Leitartikel

Verändern oder bewahren

Warum nun wieder angeblich alles knapp wird. Wer von wem profitiert, warum das egal sein sollte und wer die vorprogrammierten Wahlverlierer sind.

Sie sind die vorprogrammierten Wahlverlierer: die Meinungsforscher. Auch an diesem Sonntagabend werden wir wieder die Umfragen verteufeln, die wir in den vergangenen Monaten so gern studiert haben. Zumindest wenn das stimmt, was in den letzten Tagen dieses Wahlkampfes von Seiten kolportiert wurde, die stolz „gut informiert“ als Zusatz auf dem Namenskärtchen tragen. Demnach wird es zwischen den drei Parteien SPÖ, ÖVP und der FPÖ doch viel knapper als erwartet. Aha.

Bleiben wir bei Erwartungshaltungen und Realität. Ein kleines Beispiel: Wenn Sebastian Kurz heute den Platz eins vor der SPÖ schafft, wäre das ein Wunder. Noch nie ist es einem ÖVP-Spitzenkandidaten gelungen, einen amtierenden SPÖ-Kanzler bei einer Wahl vom Thron zu stoßen. (Wolfgang Schüssel löste Viktor Klima zwar als Kanzler ab, bei der Wahl 1999 war er aber nur Dritter geworden.)

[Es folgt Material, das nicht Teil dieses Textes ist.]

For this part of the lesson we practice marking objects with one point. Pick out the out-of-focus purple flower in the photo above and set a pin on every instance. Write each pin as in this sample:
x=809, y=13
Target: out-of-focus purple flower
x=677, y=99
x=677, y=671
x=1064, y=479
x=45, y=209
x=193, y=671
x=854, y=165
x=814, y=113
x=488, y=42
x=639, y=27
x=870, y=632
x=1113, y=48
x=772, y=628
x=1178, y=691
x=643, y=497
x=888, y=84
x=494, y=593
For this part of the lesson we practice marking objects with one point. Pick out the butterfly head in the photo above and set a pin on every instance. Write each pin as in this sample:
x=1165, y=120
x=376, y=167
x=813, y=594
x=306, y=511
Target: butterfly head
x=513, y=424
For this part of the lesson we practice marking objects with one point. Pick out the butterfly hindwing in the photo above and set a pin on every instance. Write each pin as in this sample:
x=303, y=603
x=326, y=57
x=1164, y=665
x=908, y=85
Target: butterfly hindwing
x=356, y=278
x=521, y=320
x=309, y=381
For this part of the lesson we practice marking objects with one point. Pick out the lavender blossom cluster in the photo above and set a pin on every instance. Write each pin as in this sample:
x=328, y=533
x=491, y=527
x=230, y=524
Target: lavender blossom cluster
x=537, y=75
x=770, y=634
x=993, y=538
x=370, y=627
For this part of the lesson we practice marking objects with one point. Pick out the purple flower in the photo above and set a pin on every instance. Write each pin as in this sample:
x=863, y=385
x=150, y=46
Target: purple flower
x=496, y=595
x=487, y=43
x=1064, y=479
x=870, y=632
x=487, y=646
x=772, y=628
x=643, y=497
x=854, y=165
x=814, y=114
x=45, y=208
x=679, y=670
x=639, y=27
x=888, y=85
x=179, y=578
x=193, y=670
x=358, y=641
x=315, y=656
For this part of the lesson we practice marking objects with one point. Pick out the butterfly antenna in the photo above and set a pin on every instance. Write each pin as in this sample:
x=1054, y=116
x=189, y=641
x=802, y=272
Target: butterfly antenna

Wenn Sebastian Kurz heute nicht den Platz eins vor der SPÖ schafft, wäre das ein Wunder. Die ÖVP liegt seit Wochen in allen Umfragen vorn, die SPÖ durchlebte eine einzigartige Pannen- und Skandal-Serie.

Hinter so mancher Letzte-Umfragen-Nachricht könnte auch Kalkül des Überbringers stehen: Die SPÖ hat Interesse daran, dass potenzielle Grün- und Liste-Pilz-Wähler glauben, ihre Stimme könnte für eine scheiternde Partei verloren sein und deswegen Kern wählen. (Man nennt das Fallbeil-Effekt, wenn Verlierer-Parteien durch ihr Risiko, an der Vier-Prozent-Hürde zu scheitern, noch weniger Stimmen bekommen.) Für die Neos gilt das Gegenteil: Wenn die als fix im Nationalrat gehandelt werden, könnte das weitere Stimmen aus dem Kurz-Lager bringen. Oder aber Kurz helfen, weil sie abgesichert sind? Die ÖVP wiederum hat Interesse daran, ein plötzliches Kopf-an-Kopf-Rennen zu prognostizieren, um die letzten potenziellen Anhänger zu mobilisieren.

Ob das alles stimmt? Ehrlich: Ich weiß es nicht.

Am besten wählt man Partei und Kopf aus Überzeugung. In Wahrheit geht es heute um eine Frage: Gibt es eine Wendestimmung im Land? Da tritt ein Kandidat an, der große Veränderung propagiert. Veränderungsprozesse sind immer auch unangenehm, weil anspruchsvoll. Der andere Kandidat will zwar auch Änderungen, verspricht aber vor allem das bestehende System zu schützen. Die ständige Anspielung auf die Kreisky-Jahre ist übrigens die Spielvariante eines Versprechens, das in vielen Wahlkämpfen bis in die USA zu hören war und ist: Die gute alte Zeit muss wiederkehren!

Erlauben wir uns noch ein Gedankenexperiment: Werner Faymann und Reinhold Mitterlehner würden heute mit dem lange ersehnten Wirtschaftsaufschwung antreten. Würden sie reüssieren? Ersterer vermutlich kaum, der zweite ganz sicher nicht.

Im Ausland belächelt man das Land der Marathon-Wähler Europas. Am Sonntag sollten wir beweisen, dass es auch mit einem Wahlgang geht. Zweitens froh sein, dass wir wählen dürfen und drittens eine echte Wahl haben. Also nicht am Montag automatisch mit einer großen Koalition wieder aufwachen. Im Übrigen bin ich der Meinung, dass die Legislaturperiode wieder auf vier Jahre verkürzt werden muss.